# Found a dead broiler - why?



## Chippets (Jun 8, 2013)

Hi I'm new here too - my chicks arrived three weeks ago today. We got 15 broilers, 2 Americaunas, 4 Wyandottes, and a free mystery chick. I lost 3 chicks in the first 3 days. Everything has been going well since then and the broilers are getting huge. They also look like they have diarrhea so I tried washing in the warm water as suggested here. Not very easy, but it helped. My problem is this afternoon I found one of the ones with a nice washed butt dead. Could I have stressed it out? I cleaned out the brooder - a wading pool surrounded by wire fencing - and discovered they haven't been scratching and aerating the shavings very well. Could it have died from bacteria? I feel so bad. This is my first time with chickens. The broilers are in a wading pool and my layers are separate in a horse trough. The layers have no problems and poop looks more normal, but the broilers are more poopy. All the chickens look healthy and are learning to cluck and have a good appetite. I was really surprised to find one dead. Any ideas?


----------



## ReTIRED (Mar 28, 2013)

Although I have not raised any "broilers" ( Cornish-X ), I have read that it is not uncommon for them to drop-dead from Heart-Failure OR Ascites ( _basically _Edema ). They also tend to have leg-problems....as I have read.
_PERHAPS...._someone with experience raising "broilers" can answer your question more effectively.
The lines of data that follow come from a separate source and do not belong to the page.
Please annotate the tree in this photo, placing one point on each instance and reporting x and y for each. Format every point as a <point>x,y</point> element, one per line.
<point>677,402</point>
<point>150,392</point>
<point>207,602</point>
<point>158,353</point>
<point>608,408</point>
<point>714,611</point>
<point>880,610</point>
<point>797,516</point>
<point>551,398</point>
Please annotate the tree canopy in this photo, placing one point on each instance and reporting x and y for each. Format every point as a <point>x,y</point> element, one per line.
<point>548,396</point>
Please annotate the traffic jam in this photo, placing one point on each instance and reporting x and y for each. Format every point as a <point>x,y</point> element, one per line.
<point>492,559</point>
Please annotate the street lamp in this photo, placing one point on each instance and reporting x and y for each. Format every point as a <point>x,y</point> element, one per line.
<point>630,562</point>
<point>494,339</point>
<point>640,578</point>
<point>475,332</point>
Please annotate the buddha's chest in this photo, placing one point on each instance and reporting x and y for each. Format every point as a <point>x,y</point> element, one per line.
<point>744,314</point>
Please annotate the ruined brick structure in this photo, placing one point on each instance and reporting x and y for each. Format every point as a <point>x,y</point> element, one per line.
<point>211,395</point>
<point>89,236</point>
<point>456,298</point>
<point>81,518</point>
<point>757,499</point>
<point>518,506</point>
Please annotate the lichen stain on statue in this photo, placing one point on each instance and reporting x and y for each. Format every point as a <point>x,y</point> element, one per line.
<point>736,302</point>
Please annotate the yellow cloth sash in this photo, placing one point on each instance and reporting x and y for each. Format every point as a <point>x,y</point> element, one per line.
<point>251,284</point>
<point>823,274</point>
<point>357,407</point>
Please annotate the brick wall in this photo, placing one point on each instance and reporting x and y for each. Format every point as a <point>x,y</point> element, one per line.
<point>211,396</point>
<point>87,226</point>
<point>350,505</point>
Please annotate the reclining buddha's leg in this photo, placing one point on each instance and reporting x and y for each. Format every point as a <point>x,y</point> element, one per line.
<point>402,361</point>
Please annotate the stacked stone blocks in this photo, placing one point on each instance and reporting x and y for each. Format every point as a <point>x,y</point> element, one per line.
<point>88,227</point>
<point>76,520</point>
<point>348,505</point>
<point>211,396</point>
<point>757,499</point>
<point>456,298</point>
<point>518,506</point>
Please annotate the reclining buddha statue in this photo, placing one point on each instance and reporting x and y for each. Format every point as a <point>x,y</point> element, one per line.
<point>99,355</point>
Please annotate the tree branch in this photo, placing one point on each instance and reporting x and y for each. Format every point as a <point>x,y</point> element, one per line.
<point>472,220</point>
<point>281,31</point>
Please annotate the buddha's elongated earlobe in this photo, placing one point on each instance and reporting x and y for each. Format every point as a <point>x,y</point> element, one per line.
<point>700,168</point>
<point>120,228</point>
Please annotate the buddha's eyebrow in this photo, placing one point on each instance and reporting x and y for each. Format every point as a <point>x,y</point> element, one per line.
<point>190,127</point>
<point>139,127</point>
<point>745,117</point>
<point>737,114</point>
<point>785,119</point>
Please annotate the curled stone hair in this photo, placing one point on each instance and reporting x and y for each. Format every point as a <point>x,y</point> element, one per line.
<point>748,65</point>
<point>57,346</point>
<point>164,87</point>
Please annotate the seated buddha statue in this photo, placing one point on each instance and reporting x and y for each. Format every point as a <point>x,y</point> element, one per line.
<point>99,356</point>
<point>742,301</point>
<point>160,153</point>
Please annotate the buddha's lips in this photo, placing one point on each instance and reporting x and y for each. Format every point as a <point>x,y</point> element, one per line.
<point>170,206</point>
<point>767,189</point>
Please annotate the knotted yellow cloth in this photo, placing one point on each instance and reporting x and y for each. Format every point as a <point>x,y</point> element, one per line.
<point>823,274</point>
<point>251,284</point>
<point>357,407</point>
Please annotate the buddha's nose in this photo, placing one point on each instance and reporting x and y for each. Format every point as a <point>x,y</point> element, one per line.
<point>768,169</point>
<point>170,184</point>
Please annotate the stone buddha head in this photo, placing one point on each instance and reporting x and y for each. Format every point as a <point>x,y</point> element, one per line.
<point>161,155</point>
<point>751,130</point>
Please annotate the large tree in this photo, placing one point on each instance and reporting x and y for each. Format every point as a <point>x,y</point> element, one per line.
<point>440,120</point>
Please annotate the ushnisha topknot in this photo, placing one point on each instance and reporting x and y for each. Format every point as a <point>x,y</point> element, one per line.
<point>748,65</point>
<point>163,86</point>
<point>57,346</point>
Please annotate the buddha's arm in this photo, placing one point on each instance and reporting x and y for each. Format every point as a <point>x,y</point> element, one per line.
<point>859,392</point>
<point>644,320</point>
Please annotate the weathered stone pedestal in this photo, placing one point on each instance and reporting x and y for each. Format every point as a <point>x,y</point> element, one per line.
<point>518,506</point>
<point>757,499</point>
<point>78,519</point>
*GOOD LUCK with the others !
*-ReTIRED-


----------



## WeeLittleChicken (Aug 31, 2012)

It's not that unusual to loose a chick at random every now and then. If it had diarrhea as you said it may have just died of dehydration. Try putting some electrolytes in their water. It helps with keeping their immune systems up when they're dealing with these issues. Otherwise reTIRED is right. If your broilers are Cornish X then it is pretty common for them to have heart issues and the like. Good luck with the rest!


----------



## Chippets (Jun 8, 2013)

Hmmmm. I don't know if they are Cornish. Got the "BBQ Special" from McMurray to try out having some meat birds. They are pretty big already. Three times the size of my smallest Wyandotte. And I'm not letting them feed all day to try to alleviate the leg problems. Can I throw the chicken in the trash or do I have to bury it?


----------



## ReTIRED (Mar 28, 2013)

Chippets said:


> Hmmmm. I don't know if they are Cornish. Got the "BBQ Special" from McMurray to try out having some meat birds. They are pretty big already. Three times the size of my smallest Wyandotte. And I'm not letting them feed all day to try to alleviate the leg problems. Can I throw the chicken in the trash or do I have to bury it?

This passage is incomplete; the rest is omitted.